Rust itself is 14 years old, slightly older than above wiki page, and even back then it had great error messages, though they've also improved since. Here's a fun site where you can see how error messages have evolved through Rust's life:

https://kobzol.github.io/rust/rustc/2025/05/16/evolution-of-rustc-errors.html

It's only very recently that GCC has started to catch up, for example with some nice improvements in GCC 15:

https://developers.redhat.com/articles/2025/04/10/6-usability-improvements-gcc-15

[–] SpaceNoodle@lemmy.world 2 points 2 days ago

Oh, guess my mental timeline is wrong!

[–] WhyJiffie@sh.itjust.works 0 points 2 days ago (1 children)
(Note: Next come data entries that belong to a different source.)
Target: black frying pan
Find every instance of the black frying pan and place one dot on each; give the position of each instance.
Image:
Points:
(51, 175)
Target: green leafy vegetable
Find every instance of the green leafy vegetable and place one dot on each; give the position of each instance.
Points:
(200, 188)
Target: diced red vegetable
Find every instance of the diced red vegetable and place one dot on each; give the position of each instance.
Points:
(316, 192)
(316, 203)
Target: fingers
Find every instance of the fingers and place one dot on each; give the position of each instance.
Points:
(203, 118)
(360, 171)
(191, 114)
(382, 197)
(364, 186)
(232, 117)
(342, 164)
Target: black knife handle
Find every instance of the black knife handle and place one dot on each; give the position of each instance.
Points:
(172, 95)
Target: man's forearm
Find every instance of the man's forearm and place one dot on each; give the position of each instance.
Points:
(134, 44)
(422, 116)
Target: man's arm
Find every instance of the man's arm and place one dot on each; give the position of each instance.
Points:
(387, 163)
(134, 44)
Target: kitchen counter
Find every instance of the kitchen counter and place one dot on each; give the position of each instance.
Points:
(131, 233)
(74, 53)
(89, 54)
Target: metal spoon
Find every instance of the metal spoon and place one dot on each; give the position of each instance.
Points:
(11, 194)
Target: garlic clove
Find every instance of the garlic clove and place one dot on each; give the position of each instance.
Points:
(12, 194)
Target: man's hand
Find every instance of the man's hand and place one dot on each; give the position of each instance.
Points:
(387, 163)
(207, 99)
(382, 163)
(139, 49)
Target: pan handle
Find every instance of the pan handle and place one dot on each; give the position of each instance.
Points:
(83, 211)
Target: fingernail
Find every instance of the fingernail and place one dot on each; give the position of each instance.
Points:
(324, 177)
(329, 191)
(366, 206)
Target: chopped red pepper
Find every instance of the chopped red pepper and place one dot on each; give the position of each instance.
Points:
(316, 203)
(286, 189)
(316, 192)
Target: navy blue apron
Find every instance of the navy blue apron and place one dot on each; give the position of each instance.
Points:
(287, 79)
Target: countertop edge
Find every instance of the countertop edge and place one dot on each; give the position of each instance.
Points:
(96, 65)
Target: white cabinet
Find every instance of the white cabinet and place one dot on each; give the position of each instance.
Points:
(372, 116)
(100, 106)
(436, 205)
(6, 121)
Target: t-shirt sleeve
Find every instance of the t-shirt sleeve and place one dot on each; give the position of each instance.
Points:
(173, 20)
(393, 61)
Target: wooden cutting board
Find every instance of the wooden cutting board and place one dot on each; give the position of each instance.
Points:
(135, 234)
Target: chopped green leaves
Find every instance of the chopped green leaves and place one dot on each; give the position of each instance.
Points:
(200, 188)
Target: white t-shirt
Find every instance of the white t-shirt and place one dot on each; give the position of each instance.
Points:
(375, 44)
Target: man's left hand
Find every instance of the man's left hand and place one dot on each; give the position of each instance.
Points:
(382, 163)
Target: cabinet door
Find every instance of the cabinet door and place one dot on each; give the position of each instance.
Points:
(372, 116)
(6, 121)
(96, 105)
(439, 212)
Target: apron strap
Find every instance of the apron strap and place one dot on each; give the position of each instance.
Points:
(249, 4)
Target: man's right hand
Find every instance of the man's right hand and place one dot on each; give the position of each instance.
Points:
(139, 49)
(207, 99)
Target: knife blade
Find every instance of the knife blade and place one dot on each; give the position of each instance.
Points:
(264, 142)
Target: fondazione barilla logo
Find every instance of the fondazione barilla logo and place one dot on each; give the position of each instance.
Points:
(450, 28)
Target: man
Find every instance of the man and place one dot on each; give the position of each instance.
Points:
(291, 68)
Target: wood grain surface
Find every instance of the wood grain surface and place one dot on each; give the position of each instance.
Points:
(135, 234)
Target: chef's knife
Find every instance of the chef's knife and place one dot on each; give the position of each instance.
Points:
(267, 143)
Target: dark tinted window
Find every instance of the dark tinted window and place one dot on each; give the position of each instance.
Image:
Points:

no they didn't, yes it could have happened:

  1. GCC: exists, not too good messages
  2. rust gets made
  3. rust gets popular
  4. gcc error messages get improved by good example of rust

gcc is not a dead project. it is continuously maintained. its improvements can be influenced by other projects like rust

[–] SpaceNoodle@lemmy.world 0 points 2 days ago

I know that gcc is still alive. That was implied from my original comment.

What you just outlined is the other commenter's theory I already outlined, and literally describes Rust not coming along after gcc improves its error messaging. Thus, it contradicts my theory that Rust came along later than gcc's improved error messaging.